Republicans still hold the big offices and majorities in the congressional and legislative delegations, which means they’ll be defending what they’ve got while Democrats are trying to take it away. That merits another look at a Republican Party of Texas memo that leaked right before Thanksgiving.

The memo, first reported by The Dallas Morning News’ James Barragán, says a lot of things that wouldn’t have been surprising coming from sources other than inside the Texas GOP. Things about a disruptive president, Democratic gains in the Legislature, efforts to diversify the Republican Party and the problem of getting people to the polls — and to the bottom of their ballots when they vote.

But it is a map of sorts, showing some of the concerns of the party that has dominated state politics for more than two decades.

It’s all spelled out in the memo, which was described after it became public as a draft, an unofficial document, a set of talking points — everything but a game plan. That’s the caveat.

Whatever you want to call it, here’s what it said.

Texas Republicans are worried about the legislative seats they’ve lost recently.

They’re apprehensive about the effects Donald Trump might have on voters and on the candidates below him on the ballot, “given the polarizing nature of the president.”
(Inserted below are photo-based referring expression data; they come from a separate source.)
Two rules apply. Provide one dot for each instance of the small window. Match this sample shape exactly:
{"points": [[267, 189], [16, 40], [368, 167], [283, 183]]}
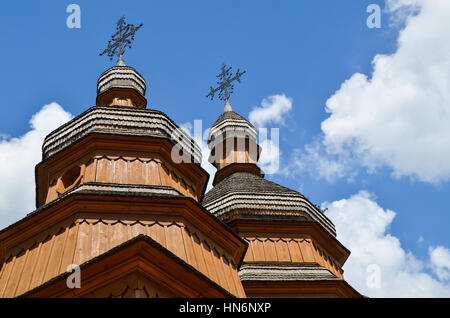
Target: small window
{"points": [[70, 178]]}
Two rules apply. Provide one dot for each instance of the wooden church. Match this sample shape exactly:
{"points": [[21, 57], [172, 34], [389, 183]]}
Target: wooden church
{"points": [[112, 201]]}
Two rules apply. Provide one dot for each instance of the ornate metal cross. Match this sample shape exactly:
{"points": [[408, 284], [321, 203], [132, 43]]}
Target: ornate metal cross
{"points": [[121, 39], [225, 87]]}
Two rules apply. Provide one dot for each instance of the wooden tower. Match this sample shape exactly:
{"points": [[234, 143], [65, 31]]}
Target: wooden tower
{"points": [[111, 200], [293, 250]]}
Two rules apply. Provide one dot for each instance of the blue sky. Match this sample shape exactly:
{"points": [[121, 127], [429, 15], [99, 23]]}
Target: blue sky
{"points": [[302, 49]]}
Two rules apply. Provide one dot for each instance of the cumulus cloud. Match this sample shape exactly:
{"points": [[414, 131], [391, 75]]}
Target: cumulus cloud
{"points": [[273, 110], [378, 265], [440, 261], [201, 138], [18, 157], [399, 116], [314, 160]]}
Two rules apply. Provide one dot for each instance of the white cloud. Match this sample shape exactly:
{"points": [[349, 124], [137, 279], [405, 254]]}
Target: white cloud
{"points": [[201, 138], [18, 157], [269, 160], [272, 111], [440, 261], [363, 227], [399, 117], [316, 162]]}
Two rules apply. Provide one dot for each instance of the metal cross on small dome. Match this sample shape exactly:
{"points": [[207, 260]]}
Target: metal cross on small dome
{"points": [[225, 87], [121, 39]]}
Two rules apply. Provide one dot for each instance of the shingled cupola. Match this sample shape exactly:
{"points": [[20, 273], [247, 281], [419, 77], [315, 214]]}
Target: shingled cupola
{"points": [[121, 85], [293, 250], [233, 143]]}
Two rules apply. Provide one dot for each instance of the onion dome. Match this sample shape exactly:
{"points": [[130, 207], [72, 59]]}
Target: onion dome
{"points": [[233, 142], [121, 85], [240, 190]]}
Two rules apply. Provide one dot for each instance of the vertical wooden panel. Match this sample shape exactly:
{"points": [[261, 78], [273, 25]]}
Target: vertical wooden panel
{"points": [[160, 235], [56, 255], [6, 274], [104, 170], [207, 254], [218, 265], [138, 228], [187, 239], [69, 248], [28, 269], [118, 233], [249, 255], [84, 244], [42, 261], [135, 172], [89, 173], [15, 274], [120, 171], [228, 277], [99, 238], [282, 251], [174, 239], [294, 251], [198, 250], [307, 252], [258, 250], [269, 250], [153, 173]]}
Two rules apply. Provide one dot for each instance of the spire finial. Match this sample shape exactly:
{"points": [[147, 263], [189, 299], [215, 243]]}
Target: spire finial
{"points": [[225, 87], [120, 61], [227, 107], [121, 40]]}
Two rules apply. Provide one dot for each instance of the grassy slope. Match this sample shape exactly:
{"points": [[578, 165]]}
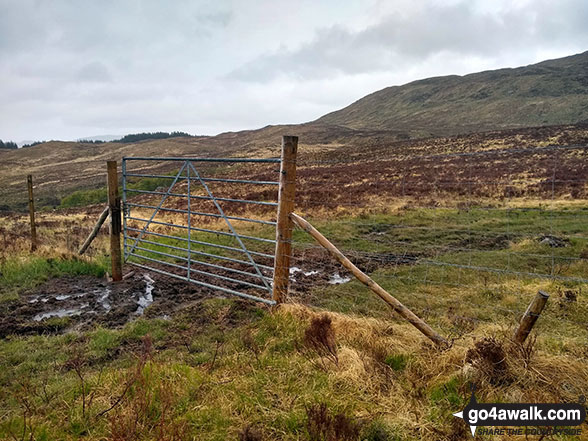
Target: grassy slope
{"points": [[223, 365], [551, 92]]}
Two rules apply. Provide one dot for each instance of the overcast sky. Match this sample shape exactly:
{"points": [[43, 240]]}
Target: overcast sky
{"points": [[70, 69]]}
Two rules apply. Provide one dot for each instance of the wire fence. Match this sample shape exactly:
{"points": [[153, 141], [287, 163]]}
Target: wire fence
{"points": [[461, 236]]}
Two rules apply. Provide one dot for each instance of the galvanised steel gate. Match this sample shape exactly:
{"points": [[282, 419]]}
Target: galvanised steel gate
{"points": [[169, 229]]}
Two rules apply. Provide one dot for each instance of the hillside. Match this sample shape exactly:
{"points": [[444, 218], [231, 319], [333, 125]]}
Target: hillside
{"points": [[550, 92], [60, 168]]}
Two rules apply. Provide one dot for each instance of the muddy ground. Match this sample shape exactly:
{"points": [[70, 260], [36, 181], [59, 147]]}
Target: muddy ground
{"points": [[80, 302]]}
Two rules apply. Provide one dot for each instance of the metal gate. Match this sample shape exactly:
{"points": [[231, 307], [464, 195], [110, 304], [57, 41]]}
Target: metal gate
{"points": [[176, 225]]}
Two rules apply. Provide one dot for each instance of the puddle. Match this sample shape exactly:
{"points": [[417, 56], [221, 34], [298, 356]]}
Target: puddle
{"points": [[336, 279], [147, 299], [295, 269], [60, 313], [103, 300]]}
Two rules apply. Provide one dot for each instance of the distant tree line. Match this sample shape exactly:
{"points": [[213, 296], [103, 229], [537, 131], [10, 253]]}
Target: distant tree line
{"points": [[8, 145], [32, 144], [91, 141], [155, 135], [134, 137]]}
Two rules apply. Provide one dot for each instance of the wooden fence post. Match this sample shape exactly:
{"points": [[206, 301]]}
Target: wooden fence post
{"points": [[32, 213], [287, 191], [115, 222], [406, 313], [530, 317]]}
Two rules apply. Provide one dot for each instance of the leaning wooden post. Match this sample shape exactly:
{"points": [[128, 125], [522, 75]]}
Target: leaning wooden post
{"points": [[115, 224], [32, 213], [287, 191], [530, 317], [95, 231], [364, 278]]}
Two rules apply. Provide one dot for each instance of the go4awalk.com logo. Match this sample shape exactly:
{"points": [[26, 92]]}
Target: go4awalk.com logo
{"points": [[557, 418]]}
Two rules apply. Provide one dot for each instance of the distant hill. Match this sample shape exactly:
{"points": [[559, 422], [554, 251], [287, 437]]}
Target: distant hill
{"points": [[547, 93], [105, 138]]}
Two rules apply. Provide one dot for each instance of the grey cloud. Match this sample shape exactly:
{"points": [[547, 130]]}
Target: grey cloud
{"points": [[397, 41], [94, 72]]}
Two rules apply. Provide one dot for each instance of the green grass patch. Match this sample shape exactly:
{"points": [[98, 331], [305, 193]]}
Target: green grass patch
{"points": [[21, 273]]}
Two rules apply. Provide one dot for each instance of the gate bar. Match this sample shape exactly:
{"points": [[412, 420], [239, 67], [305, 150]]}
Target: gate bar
{"points": [[214, 256], [207, 285], [142, 158], [197, 213], [204, 230], [212, 265], [205, 198], [228, 222], [183, 239], [223, 247], [204, 273]]}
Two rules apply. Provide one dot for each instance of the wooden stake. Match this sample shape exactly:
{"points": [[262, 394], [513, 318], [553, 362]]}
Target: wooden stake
{"points": [[364, 278], [32, 213], [115, 221], [530, 317], [287, 191], [95, 231]]}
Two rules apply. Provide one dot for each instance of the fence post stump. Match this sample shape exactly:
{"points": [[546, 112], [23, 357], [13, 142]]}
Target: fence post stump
{"points": [[32, 213], [115, 222], [530, 317], [287, 191]]}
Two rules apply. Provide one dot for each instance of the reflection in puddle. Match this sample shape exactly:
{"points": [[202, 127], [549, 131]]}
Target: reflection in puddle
{"points": [[60, 313], [147, 299], [295, 269], [336, 279], [103, 300]]}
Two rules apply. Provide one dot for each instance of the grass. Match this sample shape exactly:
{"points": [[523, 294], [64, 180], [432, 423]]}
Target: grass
{"points": [[192, 387], [23, 273]]}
They’re also thinking about how to get voters to keep voting after the first race or two in the first general election since the state got rid of straight-ticket voting.

And they want to counter the idea — “the narrative driven by the Democrats” — that the GOP isn’t diverse. It wasn’t connected to the memo, but the alacrity of the response last week when state Rep. Rick Miller, R-Sugar Land, said some of his opponents were running because they are Asians in a place with a lot of Asian voters, illustrated the concern. Local party officials disowned Miller quickly, the governor withdrew his endorsement, and Miller apologized and dropped out of his reelection race within a day.

The memo listed a dozen state House Democrats the Republicans hope to defeat in 2020. Since the Democrats took a dozen seats from the GOP in 2018, it’s not hard to figure out which ones the Republicans would like to have back in their column.

Of those 12 new incumbent Democrats on the list, eight beat Republicans in the general election and four won elections in which Republican incumbents had stepped aside or had lost their own primaries.

This isn’t rocket science. It’s barely political science. The best time to challenge incumbent officeholders is in their first reelection attempt — before they’ve built a record of success and broad supporter and donor bases.

It’s not a surprise that the Republicans are going after those Democrats, trying to win their seats back. The Democrats will be trying to defend those fresh incumbents and build on their wins, saying openly — and who knows, maybe in memos of their own — that nine additional members would give them a majority in the Texas House for the first time since 2002.

Getting rid of straight-ticket voting, which all but a handful of states have already done, was a Republican initiative in the 2017 legislative session. It might save some GOP candidates in counties where Democrats win at the top of the ballot. But ending it is causing some heartburn in both parties.

The plans laid out in the memo are conventional pre-election stuff. Raise money. Build websites attacking opponents. Figure out how to counter what the other party is saying. Find some voters and get them to the polls, and to the bottom of the ballots — with an eye out for those “never-Trumpers” who might not show up, hurting the ticket.

Nothing surprising. It was just weird to see it written down and leaked before a big election year.